Extremist group expresses surprise over how easily the Iraqi city fell to their forces last year.
The Islamic State group on Thursday released a propaganda documentary marking a year since it captured Mosul and recounting its surprise at how easily it took over Iraq’s second city.
The film glamorizes the founding moment of the “caliphate” I.S. proclaimed less than three weeks later as an epic conquest but it also further documents the collapse of Iraq’s security forces. The 29 minutes of often previously unreleased footage shows the jihadists being welcomed by Mosul residents, prisoners being freed and soldiers desperately attempting to flee in vehicles.
“It was unthinkable that the advance would be so much greater than was planned,” said the narrator of the video, which was published on social media on Thursday. “The operation began with cutting the supply lines of the members of the Safavid army,” after which the attack was announced, the narrator says, using a term meaning that Iraqi soldiers are beholden to Iran. “Three convoys of military vehicles entered the outskirts of the city coming from the Jazeera area,” the narrator says, noting that I.S. forces were heavily outnumbered.
The plan was to “control neighborhoods on the right side of Mosul to be a starting point for the mujahedeen to conquer the remainder of the city.” But “the right side of the city of Mosul was conquered and the left side was empty of Safavid soldiers before the men of the Islamic State arrived.”

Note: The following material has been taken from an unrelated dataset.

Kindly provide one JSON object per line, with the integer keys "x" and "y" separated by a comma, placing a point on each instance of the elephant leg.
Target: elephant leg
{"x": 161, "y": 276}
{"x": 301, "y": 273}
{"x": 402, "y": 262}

The jihadist group’s offensive in Iraq began on June 9. By the following day, I.S.-led forces had overrun Mosul—a city of two million—and placed it under their control. The lightning advance led to the displacement of hundreds of thousands of Iraqis, many of whom fled to the neighboring autonomous region of Kurdistan.
It also saw a complete collapse of multiple divisions of Iraqi security forces, a dismal performance by an army the United States had spent years and billion of dollars training and equipping. The I.S.-led offensive saw the government lose nearly a third of the country, sparking fears the jihadists could even raise their black flag in the capital Baghdad.
Mass mobilization by mostly Shia militias and volunteers helped stop the jihadist drive. The United States and Iran have, separately, led efforts to roll back territorial losses but, one year on, Baghdad is still struggling with a weak army.
I.S. for its part has survived close to 4,500 airstrikes by the U.S.-led coalition and remains a formidable fighting force, thanks in part to the huge arsenal it looted from abandoned government positions in Mosul and elsewhere.